A menina não fez qualquer movimento para tocar na taça.

— Obrigada, senhor, mas não. — Recuou. — Não devia estar o incomodando.

— Tenciona passar a vida inteira fugindo? — perguntou Tyrion antes de ela ter tempo de se esgueirar pela porta afora.

Aquilo a fez parar. Ficou com as bochechas de um rosa vivo, e Tyrion teve receio de que estivesse prestes a desatar outra vez a chorar. Mas a menina projetou o lábio num desafio e disse:

— Você também está fugindo.

— Sim, estou — confessou o anão — mas eu estou fugindo para e você está fugindo de, e há aí um mundo de diferença.

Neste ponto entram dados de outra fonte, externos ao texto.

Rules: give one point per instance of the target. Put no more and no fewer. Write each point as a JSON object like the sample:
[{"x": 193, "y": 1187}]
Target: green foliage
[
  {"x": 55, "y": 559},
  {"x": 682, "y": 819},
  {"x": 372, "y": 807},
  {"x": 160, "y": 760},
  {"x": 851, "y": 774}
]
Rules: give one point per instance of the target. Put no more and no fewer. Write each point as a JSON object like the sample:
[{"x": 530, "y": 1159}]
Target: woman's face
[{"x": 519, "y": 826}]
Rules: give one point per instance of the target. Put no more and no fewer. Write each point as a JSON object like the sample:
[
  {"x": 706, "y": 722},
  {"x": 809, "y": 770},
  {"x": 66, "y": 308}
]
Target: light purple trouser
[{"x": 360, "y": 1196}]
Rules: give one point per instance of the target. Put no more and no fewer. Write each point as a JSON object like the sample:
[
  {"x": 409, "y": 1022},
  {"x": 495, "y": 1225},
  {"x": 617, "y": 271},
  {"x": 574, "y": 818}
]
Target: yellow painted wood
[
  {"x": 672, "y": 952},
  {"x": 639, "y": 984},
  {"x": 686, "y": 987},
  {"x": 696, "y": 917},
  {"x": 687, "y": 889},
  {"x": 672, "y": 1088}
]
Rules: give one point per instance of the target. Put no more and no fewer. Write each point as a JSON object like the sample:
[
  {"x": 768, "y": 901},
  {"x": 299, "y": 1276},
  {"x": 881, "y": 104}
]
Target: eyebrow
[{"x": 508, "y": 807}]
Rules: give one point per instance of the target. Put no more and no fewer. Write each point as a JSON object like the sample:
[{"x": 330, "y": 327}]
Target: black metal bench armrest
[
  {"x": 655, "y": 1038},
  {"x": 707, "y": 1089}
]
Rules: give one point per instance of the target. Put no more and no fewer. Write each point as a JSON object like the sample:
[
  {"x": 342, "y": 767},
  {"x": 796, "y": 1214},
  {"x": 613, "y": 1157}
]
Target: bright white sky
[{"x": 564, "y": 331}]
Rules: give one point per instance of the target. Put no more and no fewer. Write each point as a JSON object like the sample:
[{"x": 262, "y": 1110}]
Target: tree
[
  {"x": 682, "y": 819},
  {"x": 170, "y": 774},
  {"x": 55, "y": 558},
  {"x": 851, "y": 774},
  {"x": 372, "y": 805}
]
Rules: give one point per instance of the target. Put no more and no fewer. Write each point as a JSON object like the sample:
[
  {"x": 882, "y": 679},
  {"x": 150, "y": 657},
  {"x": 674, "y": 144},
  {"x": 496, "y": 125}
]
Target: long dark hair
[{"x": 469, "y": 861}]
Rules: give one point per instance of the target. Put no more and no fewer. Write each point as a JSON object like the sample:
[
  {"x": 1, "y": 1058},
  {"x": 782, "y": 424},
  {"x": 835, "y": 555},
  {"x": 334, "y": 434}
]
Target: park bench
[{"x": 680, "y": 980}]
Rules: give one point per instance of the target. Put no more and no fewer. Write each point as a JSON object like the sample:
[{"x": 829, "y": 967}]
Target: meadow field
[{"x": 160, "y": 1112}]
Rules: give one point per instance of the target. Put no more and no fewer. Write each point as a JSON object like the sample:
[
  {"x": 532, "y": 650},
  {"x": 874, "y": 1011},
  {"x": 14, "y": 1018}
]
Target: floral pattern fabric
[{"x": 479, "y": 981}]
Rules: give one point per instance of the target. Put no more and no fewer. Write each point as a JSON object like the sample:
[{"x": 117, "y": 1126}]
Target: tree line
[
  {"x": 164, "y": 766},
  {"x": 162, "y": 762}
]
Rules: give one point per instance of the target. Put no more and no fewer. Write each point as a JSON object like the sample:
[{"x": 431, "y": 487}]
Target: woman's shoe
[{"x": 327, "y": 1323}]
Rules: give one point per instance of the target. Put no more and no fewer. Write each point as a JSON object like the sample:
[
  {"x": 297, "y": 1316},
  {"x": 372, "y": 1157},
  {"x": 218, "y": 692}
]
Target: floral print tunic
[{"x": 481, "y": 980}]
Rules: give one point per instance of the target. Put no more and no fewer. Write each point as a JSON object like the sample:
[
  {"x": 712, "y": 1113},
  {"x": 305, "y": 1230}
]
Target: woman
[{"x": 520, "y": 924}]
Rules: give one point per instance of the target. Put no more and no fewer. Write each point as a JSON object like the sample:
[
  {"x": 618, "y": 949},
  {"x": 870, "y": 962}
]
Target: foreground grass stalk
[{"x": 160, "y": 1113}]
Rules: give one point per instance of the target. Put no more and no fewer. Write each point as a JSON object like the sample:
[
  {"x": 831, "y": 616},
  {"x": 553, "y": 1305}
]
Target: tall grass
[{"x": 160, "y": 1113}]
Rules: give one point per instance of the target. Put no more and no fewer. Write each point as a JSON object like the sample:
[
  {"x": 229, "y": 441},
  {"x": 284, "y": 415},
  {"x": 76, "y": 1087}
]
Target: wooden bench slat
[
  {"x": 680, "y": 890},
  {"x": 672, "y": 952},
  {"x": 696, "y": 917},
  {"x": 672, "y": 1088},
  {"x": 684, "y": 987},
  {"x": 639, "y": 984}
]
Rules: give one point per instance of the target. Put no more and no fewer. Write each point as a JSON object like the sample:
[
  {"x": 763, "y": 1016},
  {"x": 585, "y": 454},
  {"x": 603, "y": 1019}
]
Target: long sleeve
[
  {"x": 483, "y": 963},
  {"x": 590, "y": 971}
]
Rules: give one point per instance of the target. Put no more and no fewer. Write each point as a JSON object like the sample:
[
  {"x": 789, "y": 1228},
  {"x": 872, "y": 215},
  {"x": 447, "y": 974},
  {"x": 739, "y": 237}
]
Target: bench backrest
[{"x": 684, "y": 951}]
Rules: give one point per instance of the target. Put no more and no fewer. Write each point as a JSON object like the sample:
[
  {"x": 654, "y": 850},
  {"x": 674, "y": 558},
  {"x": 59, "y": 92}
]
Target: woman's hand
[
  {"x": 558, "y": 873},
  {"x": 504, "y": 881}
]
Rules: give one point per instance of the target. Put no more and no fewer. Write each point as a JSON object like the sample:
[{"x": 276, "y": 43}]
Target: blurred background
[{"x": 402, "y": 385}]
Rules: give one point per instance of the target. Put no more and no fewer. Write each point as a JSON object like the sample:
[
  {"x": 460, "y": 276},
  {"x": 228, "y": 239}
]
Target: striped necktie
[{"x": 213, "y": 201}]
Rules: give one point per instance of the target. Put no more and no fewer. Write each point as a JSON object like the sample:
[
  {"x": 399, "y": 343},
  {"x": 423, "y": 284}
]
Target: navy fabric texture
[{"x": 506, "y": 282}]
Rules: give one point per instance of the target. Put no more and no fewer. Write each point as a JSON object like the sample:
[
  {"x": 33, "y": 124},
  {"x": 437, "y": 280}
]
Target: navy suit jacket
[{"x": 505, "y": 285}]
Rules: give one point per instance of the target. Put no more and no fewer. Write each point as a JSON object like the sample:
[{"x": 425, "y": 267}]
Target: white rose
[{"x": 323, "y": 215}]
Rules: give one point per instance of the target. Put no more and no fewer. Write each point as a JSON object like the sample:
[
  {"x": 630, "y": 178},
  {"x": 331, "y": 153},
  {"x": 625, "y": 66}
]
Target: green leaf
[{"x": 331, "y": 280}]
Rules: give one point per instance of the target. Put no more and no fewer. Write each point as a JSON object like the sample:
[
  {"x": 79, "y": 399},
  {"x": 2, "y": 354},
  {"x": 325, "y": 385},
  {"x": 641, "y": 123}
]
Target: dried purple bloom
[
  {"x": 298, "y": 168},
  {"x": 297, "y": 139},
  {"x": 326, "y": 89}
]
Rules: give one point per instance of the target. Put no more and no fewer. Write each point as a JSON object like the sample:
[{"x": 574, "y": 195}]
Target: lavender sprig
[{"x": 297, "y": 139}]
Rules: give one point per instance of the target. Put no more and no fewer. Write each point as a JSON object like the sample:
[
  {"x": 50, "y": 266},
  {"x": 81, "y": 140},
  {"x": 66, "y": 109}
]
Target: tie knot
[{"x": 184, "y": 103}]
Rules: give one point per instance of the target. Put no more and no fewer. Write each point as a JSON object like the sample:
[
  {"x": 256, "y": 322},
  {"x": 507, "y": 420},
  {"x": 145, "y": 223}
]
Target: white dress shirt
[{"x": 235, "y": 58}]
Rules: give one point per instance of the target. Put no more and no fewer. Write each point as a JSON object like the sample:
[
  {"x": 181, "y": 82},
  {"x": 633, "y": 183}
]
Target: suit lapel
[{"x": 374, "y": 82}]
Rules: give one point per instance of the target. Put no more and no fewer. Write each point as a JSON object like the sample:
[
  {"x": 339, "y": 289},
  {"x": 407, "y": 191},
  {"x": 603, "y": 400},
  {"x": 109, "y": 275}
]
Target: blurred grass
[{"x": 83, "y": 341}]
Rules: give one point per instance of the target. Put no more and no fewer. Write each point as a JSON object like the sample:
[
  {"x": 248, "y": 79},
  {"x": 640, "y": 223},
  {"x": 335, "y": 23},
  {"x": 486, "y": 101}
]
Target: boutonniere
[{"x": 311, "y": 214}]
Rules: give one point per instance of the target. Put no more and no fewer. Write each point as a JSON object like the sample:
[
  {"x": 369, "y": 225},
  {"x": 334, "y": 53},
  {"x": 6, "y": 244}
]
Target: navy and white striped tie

— Nós nunca teríamos de fugir, se não fosse você.

Foi precisa alguma coragem, para me dizer aquilo na cara.

— Está falando de Porto Real ou de Volantis?

— Das duas coisas. — Lágrimas reluziram nos seus olhos. — De tudo. Porque não podia simplesmente ter vindo lutar com a gente, como o rei queria? Não o teria ofendido. O que teria custado, senhor, subir para cima do nosso cão e fazer uma investida? Era só um bocadinho de divertimento. Eles teriam rido de você, nada mais.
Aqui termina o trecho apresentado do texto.